Niños trabajadores, menores de 10 años. Port Royal, Carolina del Sur. 1912
El peso de la mirada adulta
Por:
Alba Flesler
De uno u
otro modo, al escribir o hablar sobre el niño como objeto de deseo confesamos
en acto el sitio de valor que el niño tiene para nuestro decir. Parece
evidente, y sin embargo no va de suyo que así sea. De hecho, no siempre fue
así.
En los tiempos del Antiguo Régimen, según sostiene Philip Ariés,
la sociedad no podía representarse bien al niño, y la duración de la infancia
sólo se reducía al período de mayor fragilidad, cuando la cría del hombre no
podía valerse por sí misma. De modo que, en cuanto podía desenvolverse
físicamente, se le mezclaba rápidamente con los adultos.
Con ellos compartía trabajos y juegos, haciendo que el
aprendizaje, lejos de serle especial, se sostuviera durante siglos en la
convivencia del niño con los adultos, y se sustentara en el contacto directo
con ellos.
Nos causa sorpresa pensar que apenas unos siglos atrás, el niño
de pocos años era considerado una cosita graciosa, que divertía a la gente como
“un animalito”, pero, también saber que, si para el caso y como era frecuente,
el pequeño moría, no se daba mucha importancia al asunto. Era reemplazado por
otro niño. Y ese suceso lejos estaba de despertar la pregunta por la
responsabilidad del adulto, la conciencia o la voluntad de otorgar más cuidado
al niño y acaso valorar su vida. Los niños morían ahogados en la práctica
habitual del colecho con sus padres sin llegar a ser bautizados, dándonos
pruebas del lugar desdibujado que tenía el niño por entonces y la frecuencia de
su anonimato.
Desde aquel momento a nuestros días, la escolaridad cifró, sin
duda, un verdadero viraje en la perspectiva de la infancia, pero la auténtica
revolución se produjo en los albores del siglo XX, cuando Sigmund Freud le dio
la palabra al niño.
Le dio la palabra al niño, también le dio el saber a la infancia
respecto de la etiología de las neurosis y sus destinos pero abriendo un
terreno de inciertas consecuencias a futuro.

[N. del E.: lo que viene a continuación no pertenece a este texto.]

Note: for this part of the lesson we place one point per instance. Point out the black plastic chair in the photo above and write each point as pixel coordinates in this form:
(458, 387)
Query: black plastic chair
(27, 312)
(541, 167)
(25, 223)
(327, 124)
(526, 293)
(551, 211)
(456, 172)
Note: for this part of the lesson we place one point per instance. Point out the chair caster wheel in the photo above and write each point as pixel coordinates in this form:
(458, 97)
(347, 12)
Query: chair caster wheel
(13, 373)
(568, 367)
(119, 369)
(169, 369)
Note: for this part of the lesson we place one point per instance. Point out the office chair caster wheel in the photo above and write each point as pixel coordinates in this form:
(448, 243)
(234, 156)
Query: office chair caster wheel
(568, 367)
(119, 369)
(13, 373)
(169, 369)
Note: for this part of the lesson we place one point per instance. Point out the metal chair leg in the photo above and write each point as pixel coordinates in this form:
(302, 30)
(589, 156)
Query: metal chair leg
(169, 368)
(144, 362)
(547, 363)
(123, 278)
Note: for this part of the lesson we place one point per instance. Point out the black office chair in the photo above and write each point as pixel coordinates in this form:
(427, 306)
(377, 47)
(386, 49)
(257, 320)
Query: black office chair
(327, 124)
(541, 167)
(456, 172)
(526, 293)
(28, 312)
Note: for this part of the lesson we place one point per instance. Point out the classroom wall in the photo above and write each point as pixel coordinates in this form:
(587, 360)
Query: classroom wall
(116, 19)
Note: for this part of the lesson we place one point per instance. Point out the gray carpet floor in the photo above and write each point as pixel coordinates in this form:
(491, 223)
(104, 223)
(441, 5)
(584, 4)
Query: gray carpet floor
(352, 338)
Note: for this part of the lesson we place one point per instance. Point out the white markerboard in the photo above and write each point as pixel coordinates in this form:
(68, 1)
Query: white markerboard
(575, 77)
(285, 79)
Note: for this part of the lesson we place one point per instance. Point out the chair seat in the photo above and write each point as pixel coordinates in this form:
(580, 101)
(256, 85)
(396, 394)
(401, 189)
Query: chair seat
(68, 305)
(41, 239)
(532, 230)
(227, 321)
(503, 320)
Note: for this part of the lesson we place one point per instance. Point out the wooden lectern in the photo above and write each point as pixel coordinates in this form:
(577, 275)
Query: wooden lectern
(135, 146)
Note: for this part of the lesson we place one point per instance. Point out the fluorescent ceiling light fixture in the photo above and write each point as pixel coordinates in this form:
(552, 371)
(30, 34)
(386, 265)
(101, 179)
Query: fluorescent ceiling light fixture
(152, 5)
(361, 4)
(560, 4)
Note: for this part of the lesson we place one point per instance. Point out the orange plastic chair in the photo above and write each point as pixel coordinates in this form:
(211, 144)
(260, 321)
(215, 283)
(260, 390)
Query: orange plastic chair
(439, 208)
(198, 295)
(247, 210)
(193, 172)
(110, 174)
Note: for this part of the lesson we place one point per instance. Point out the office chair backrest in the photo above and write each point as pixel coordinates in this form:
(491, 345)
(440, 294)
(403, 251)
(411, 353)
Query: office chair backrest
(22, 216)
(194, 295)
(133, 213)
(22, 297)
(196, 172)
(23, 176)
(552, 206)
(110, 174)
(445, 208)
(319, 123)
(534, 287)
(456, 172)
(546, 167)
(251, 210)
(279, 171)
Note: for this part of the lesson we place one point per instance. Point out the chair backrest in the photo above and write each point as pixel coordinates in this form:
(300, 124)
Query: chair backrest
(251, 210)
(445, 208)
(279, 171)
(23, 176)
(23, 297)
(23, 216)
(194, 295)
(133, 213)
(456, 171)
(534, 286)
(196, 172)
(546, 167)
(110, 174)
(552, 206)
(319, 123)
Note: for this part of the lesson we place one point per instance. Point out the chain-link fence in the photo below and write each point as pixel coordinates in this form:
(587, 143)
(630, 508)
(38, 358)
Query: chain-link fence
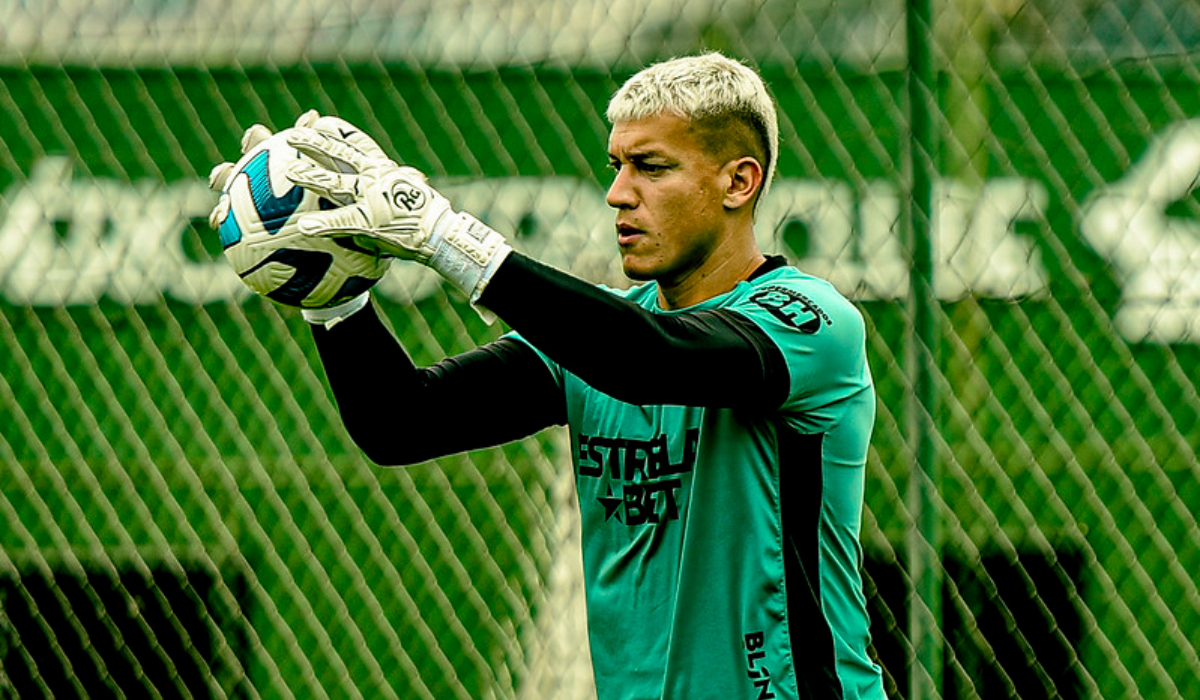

Desde entonces, en el breve período transcurrido, vimos al niño
entrar en la mira de múltiples disciplinas, ampliándose el interés y el deseo
por el niño.
Sin embargo, tomado como objeto, el niño no siempre es objeto de
deseo. Dicho con toda la rigurosidad lógica, y atenta a la complejidad de lo
que afirmo, diría que un niño sólo es objeto de deseo cuando él, el niño, hace
falta. Por eso prefiero distinguir cuándo un niño es colocado predominantemente
como objeto de goce, aun con las mejores intenciones, cuándo es sostenido como
objeto del deseo enraizado en la falta y cuándo es considerado un objeto de
amor abrevado en el narcisismo de sus padres o cuidadores.
En otras palabras, amor, deseo y goce pueden enlazarse
benéficamente dando por resultado un espacio abierto para la subjetividad del
niño o pueden estrechar sus miras desenlazando sus razones y cercenando la
oportunidad de que un niño, sólo tomado como objeto, del deseo, del amor, o del
goce, llegue a alcanzar luego y a su vez, una posición de sujeto capaz de amar,
de desear y de gozar de las chances que le brinda la vida.
Estos tiempos nos encuentran también debatiendo los derechos del
niño para afinar sus beneficios, pero abren una deuda: ocuparnos de nuestro
deseo respecto del niño. Pues en la pregunta por la responsabilidad del adulto,
y la ardua tarea de delimitar su alcance, se proyecta no sólo el futuro de los
niños como objeto de deseo del adulto, también la respuesta que anhelamos que
ellos logren como sujeto.
Flesler es
autora de “El niño en análisis y el lugar de los padres” y “El niño en análisis
y las intervenciones del analista” (Editorial Paidós).
Fuente: Revista Ñ. 07 de agosto del 2013.